Diablo Cody’s brilliant script has much to do with it too, of course, as did Kristen Wiig’s and Annie Mumolo’s wonderful screenplay for Bridesmaids. Clearly, the reason Annie and Mavis read as real women is that they were written by real women. Bad Teacher was written by Gene Stupnitsky and Lee Eisenberg, and while I dig Halsey, she’s not exactly grounded in female (or human) reality.
So what happened last year that we went from a desert of Madonnas and whores to a rich landscape of authentic, flawed women? Could it be that after a more crowded glut than usual of Adam Sandlers and Zach Galifianakises and Wilson Brothers and Kevin Jameses over the past twenty years, audiences are ready for something new? Not that Bridesmaids invented the womanchild—Scarlett O’Hara may have been the first, emotionally petulant and yet likable as she was.
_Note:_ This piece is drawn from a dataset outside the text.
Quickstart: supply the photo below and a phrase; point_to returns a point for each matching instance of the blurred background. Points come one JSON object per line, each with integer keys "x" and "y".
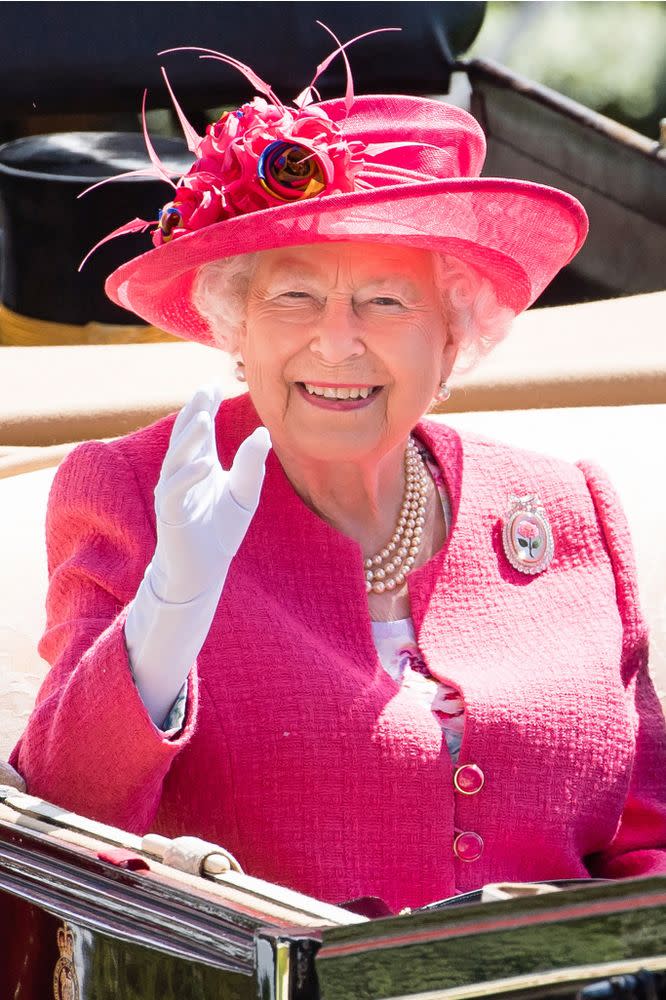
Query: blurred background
{"x": 610, "y": 56}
And of course we’ve had all the charming klutzes, the Sandra Bullocks and Zooey Deschanels and Meg Ryans, who are imperfect in that they are adorably spazzy yet always look flawless.
But it’s been a long time since we’ve had so many immature, selfish women protagonists in major movies at one time, and as an often immature and occasionally selfish woman myself, I say keep bringing ‘em on. Let's shake this mother up. Ideally the next step, of course, would be to have more actresses that look like Melissa McCarthy instead of Kristen Wiig, Cameron Diaz, and Charlize Theron. They're all great actresses, but there are so many great actresses out there who aren't tall, willowy blondes. Give them a chance, the way you've given a chance to Kevin James, Zach Galifianakis and Seth Rogen.
But for now, looking back on 2011, I find myself wanting to give Hollywood a pat on the back for the first time in a long while. Well done, everybody. We are women. Hear us make poor decisions.